If you have been reading the blog for any time now, you know a lot about my home and the woods surrounding my home, and the critters that live in the woods that surround my home. What you may not know is that there is one thing that was a selling point for us to move out to the country.
And it had nothing to do with bears. Nothing to do with chickens either.
It had to do with with our wonderfully large garden tub in our master bathroom. And the walk-in shower (because nothing is grosser than standing in a slick tub calf deep in your own undraining filth.) I know because the reason that we decided to move from our last place is because everything stopped draining, all at the same time. Right when I got the stomach flu and the handy man happened to be out of town on vacation.
So we moved.
It takes about 9 hours for the tub to be completely full (part of the problem with such a large tub) and so it has never really been used, but in light of all of the hideous patches of itchy blisters that cover my body, I have taken to nightly oatmeal baths. I put the child to sleep, turn on the faucets and then gather my towels, my book, my candles, etc. It's become a ritual now, my way to unwind after a hard day of poo wrangling and child screaming.
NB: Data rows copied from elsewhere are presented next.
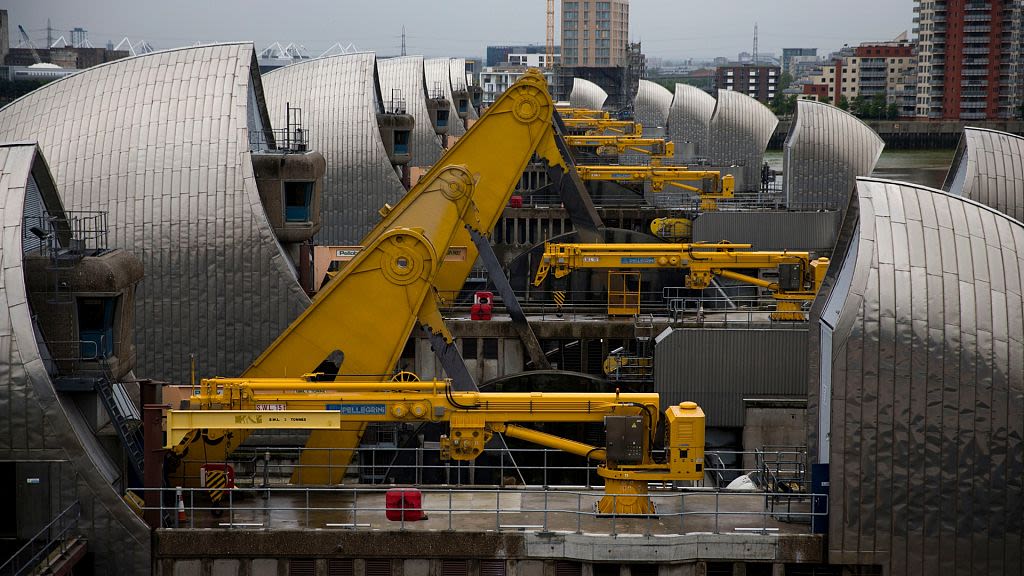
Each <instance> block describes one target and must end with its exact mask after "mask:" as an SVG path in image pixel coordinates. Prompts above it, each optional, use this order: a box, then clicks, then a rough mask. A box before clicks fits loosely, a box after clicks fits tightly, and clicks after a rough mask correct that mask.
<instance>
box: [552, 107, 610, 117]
mask: <svg viewBox="0 0 1024 576" xmlns="http://www.w3.org/2000/svg"><path fill="white" fill-rule="evenodd" d="M556 110H557V111H558V115H559V116H561V117H562V119H569V118H590V119H594V120H608V119H610V118H611V115H610V114H608V113H607V112H604V111H603V110H591V109H589V108H567V107H558V108H557V109H556Z"/></svg>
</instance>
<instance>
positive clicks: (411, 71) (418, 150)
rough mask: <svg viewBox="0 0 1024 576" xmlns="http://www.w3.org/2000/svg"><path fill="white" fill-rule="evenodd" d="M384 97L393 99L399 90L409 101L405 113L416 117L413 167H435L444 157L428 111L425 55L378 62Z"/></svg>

The first night, it was a little strange. I kept thinking that if I had some brown sugar body scrub, someone might think it a good idea to start eating my bathwater. Maybe me. It's hard not to think of food when you are soaking in a tub that smells remarkably like breakfast.
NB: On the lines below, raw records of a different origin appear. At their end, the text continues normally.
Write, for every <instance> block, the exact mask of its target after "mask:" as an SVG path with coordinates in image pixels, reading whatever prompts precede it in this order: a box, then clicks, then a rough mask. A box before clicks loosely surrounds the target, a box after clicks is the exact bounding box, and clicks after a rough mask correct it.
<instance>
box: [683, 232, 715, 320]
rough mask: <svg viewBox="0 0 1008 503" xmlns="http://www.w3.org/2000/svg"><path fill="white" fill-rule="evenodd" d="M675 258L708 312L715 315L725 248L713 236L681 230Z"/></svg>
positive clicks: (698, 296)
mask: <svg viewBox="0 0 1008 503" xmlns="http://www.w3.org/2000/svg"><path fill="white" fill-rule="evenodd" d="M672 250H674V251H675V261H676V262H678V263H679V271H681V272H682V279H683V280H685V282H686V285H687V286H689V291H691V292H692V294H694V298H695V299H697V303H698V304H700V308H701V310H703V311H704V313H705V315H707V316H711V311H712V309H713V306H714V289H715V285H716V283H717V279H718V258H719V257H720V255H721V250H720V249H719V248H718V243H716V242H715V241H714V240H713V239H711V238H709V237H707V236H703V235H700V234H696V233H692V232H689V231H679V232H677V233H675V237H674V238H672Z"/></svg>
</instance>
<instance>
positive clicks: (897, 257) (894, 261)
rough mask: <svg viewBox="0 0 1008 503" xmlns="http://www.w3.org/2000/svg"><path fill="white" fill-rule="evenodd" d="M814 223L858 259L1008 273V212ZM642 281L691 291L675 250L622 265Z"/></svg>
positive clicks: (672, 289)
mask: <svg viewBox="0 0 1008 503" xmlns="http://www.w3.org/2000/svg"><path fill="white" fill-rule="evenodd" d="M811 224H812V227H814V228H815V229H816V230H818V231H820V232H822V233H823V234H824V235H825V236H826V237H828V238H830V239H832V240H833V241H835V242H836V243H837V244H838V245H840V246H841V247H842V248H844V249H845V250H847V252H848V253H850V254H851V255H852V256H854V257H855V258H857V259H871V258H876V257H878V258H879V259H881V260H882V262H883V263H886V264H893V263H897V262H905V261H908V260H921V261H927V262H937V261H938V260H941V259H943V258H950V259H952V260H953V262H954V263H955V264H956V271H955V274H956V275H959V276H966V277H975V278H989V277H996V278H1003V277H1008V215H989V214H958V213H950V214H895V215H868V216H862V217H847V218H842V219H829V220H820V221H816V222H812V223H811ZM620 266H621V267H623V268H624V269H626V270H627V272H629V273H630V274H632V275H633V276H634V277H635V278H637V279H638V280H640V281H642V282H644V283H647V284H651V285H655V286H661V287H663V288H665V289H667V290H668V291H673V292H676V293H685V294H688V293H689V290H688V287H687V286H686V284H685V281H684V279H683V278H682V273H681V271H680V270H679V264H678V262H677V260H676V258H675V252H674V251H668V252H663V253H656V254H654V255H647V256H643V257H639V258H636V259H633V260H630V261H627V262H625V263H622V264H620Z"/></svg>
And then it is hard to go to bed because you smell like food and you want food, but you don't know what you want really, so you decided to sit down and watch Hoarders because nothing will dampen an appetite like watching Hoarders. But then you got sucked in and it is almost 2 in the morning and you are still a little hungry.
I was talking about the tub, not my willingness to gain any amount of weight at this point, although I don't feel good, am more than a little depressed about this whole unemployment situation and am really starting to feel a bit like a societal outcast, might as well eat. Food loves me - right?
At any rate, the tub and I have a thing going and I am not sure that it will stop once the blisters finally scab and the itching finally abates. It's good to have a refuge. It's awesome to have found my very own time out corner. And as long as I have good books to read, good smelling candles to burn and itchy ankles - I might as well make the most of it.